The Lebanese-born former banker, 50, said he was leaving because Australia Post had transformed from a traditional mail service to a parcel and e-commerce business during his seven years at the helm.

His resignation was not caused by the widespread public outrage at his high salary, he said.

"Clearly, this has been a very difficult and emotional decision for me and my family. But I've come to the conclusion that the timing is right. As the half-year results show, the transformation has worked," Fahour said.

Fahour said he would leave Australia Post in July following the announcement of his successor.

Earlier this month, a Senate committee revealed Fahour's pay despite objections from Australia Post that making it public could damage the corporation's brand.

His AU$4.4 million salary plus an AU$1.2 million bonus in the last fiscal year was more than 10 times the prime minister's salary of AU$507,000.

By contrast, U.S. Postal Service Chief Executive and Postmaster General Megan Brennan's salary was $286,137 last year.

Fahour said that Australia Post should not be compared to the loss-making U.S. Postal Service.

"They are a letters company and, by the way, they lose $20 billion a year and have done so now for a number of years," Fahour said.

"That's not the right comparison.

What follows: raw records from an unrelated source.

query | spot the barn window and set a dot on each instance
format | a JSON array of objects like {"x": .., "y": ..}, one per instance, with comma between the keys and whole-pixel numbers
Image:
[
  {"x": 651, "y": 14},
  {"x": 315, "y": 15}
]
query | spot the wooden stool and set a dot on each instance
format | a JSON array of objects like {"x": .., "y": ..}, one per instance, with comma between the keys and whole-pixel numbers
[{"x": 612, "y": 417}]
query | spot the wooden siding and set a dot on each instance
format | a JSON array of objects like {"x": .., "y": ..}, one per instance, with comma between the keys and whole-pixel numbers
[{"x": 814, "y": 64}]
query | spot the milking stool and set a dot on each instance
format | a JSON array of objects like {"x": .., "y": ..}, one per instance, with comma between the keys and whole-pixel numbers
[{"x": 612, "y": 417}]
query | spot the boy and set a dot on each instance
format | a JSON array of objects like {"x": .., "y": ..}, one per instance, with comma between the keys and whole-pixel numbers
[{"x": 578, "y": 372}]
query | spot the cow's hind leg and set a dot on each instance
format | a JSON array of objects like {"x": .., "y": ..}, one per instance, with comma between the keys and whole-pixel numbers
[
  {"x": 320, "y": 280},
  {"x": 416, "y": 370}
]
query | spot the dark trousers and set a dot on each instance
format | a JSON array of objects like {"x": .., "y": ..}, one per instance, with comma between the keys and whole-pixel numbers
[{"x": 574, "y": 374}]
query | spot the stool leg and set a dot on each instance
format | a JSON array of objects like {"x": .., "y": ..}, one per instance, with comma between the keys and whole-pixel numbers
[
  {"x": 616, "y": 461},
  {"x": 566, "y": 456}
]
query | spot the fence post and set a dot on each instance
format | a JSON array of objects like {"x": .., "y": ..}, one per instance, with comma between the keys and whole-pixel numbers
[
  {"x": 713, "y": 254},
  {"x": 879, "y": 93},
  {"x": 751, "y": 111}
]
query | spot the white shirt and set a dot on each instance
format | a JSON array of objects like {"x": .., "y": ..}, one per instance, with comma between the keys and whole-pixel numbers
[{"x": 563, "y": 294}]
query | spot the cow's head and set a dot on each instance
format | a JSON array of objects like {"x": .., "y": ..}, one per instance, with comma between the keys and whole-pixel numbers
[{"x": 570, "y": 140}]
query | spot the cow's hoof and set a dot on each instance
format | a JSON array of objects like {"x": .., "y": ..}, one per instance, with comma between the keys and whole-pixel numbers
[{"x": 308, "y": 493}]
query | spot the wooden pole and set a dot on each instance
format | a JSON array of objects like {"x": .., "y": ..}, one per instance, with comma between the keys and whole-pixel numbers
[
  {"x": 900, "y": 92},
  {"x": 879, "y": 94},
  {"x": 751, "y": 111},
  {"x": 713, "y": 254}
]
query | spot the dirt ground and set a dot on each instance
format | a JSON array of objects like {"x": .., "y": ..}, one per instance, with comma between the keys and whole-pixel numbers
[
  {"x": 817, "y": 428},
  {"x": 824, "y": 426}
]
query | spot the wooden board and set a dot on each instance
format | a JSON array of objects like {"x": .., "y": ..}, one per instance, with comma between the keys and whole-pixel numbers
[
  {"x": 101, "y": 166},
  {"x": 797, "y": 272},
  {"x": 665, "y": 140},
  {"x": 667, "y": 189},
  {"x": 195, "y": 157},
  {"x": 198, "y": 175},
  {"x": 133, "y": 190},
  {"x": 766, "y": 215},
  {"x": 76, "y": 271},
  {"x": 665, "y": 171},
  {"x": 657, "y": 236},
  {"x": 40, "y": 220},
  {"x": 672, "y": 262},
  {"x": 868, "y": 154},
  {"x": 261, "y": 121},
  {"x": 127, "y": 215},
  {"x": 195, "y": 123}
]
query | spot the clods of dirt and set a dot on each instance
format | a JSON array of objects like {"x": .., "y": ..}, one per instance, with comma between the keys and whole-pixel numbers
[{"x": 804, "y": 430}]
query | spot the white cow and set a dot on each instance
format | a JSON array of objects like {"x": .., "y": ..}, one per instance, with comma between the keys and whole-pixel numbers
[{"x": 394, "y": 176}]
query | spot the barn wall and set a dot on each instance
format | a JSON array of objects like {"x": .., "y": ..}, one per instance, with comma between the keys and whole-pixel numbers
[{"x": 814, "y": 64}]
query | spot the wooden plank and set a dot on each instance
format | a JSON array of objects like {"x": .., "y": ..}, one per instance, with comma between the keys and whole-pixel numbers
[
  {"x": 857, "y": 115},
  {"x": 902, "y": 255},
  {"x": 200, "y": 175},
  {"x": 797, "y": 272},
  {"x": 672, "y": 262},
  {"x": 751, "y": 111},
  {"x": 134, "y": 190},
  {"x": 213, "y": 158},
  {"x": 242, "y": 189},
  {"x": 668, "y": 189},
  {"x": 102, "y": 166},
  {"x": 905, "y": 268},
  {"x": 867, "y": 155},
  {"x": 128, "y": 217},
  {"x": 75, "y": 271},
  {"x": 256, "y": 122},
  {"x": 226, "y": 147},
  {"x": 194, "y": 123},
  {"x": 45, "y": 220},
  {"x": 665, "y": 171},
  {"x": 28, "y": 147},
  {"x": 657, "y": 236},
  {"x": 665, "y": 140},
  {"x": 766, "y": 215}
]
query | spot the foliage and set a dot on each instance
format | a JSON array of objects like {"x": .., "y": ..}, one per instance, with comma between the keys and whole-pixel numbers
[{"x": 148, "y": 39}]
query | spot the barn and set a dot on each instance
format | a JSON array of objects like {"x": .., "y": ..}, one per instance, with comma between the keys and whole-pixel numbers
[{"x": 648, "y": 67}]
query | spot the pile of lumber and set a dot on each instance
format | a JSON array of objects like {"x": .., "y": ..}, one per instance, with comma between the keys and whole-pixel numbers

We need to be compared to other parcels logistics companies, e-commerce companies — and those companies are global," he said.

When Fahour's pay was made public, Prime Minister Malcolm Turnbull, a former merchant banker with a personal fortune estimated at exceeding AU$200 million, said he told Australia Post Chairman John Stanhope that the salary was too high.

"As someone who spent most of his life in the business world before I came into politics, I think that is a very big salary for that job," Turnbull told reporters.

The highest paid Australian public servant after Fahour was Bill Morrow, chief executive of Australia's government-owned NBN Co., who was paid AU$3.6 million last year, including an AU$1.2 million bonus. NBN is rolling out Australia's national broadband network.